Wednesday, December 8, 2010

Hollywood Tales.

     Since the dawn of time, Hollywood has been the Mecca of the movie industry. It all started out when Charlie Chaplin signed his one million dollar contract in 1918, and it's been going on full power since then. Many do talk about Bollywood and its constant sprawl, but I am pretty sure that most people would rather watch a muscular American say ''Die M***********'' as opposed to little people dressed like Freemasons crying on each other's shoulders. Sadly however, I may soon refer to watching little men with a moustache, because the Hollywood giant seems to be in a great slump.
     You see, two days ago I went to see the new movie called ''Skyline'', and in essence it is just a pathetic re-make of ''War Of The Worlds''. Yes, the special effects were great but then, these days even children can program and hack computers. I take this movie as nothing but a big fat cliche, not only because the aliens looked like human excrements covered in jelly, but because the Actors looked more plastic than a Chinese's firm product portfolio. The plot could've been written by a Chemistry teacher, and it still was going to be more engaging, but it's not like I had enough time to marvel at its awfulness, because the movie itself was shorter than a 20th century silent film.
     Seriously, that was truly and honestly, the worst movie I have ever seen, and to describe its terribleness, I shall use a rather immature phrase that I heard once: ''I'd rather take a dump in my hand, and watch it dry for an hour and twenty minutes.'' Yes, that is how I felt after the movie finished. Now, of course there is a demand for these films, and I do not judge ''Skyline'' because it is bad. I judge it because it is bad but tries to be serious all along.

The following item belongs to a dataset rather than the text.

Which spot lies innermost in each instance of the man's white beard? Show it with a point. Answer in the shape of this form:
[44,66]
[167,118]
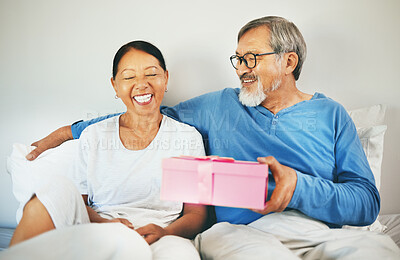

And I am sorry, but the only thing worse than a film starring four people with a set reduced to three cars and a couple of hotel rooms, is herpes. And to be honest, the last time I hurdled that much abuse at a screen was when watching ''Loose Women''.
     The thing is, most movies these days are usually based around women with moons for breasts and cocktail sticks for legs, and men with rectangular cheekbones, and more muscle than brain. It really would've been so much better if there were still films like ''The Shawshank Redemption'' and ''The Bucket List''. Films that are worth your time, and can bring a tear to your eye.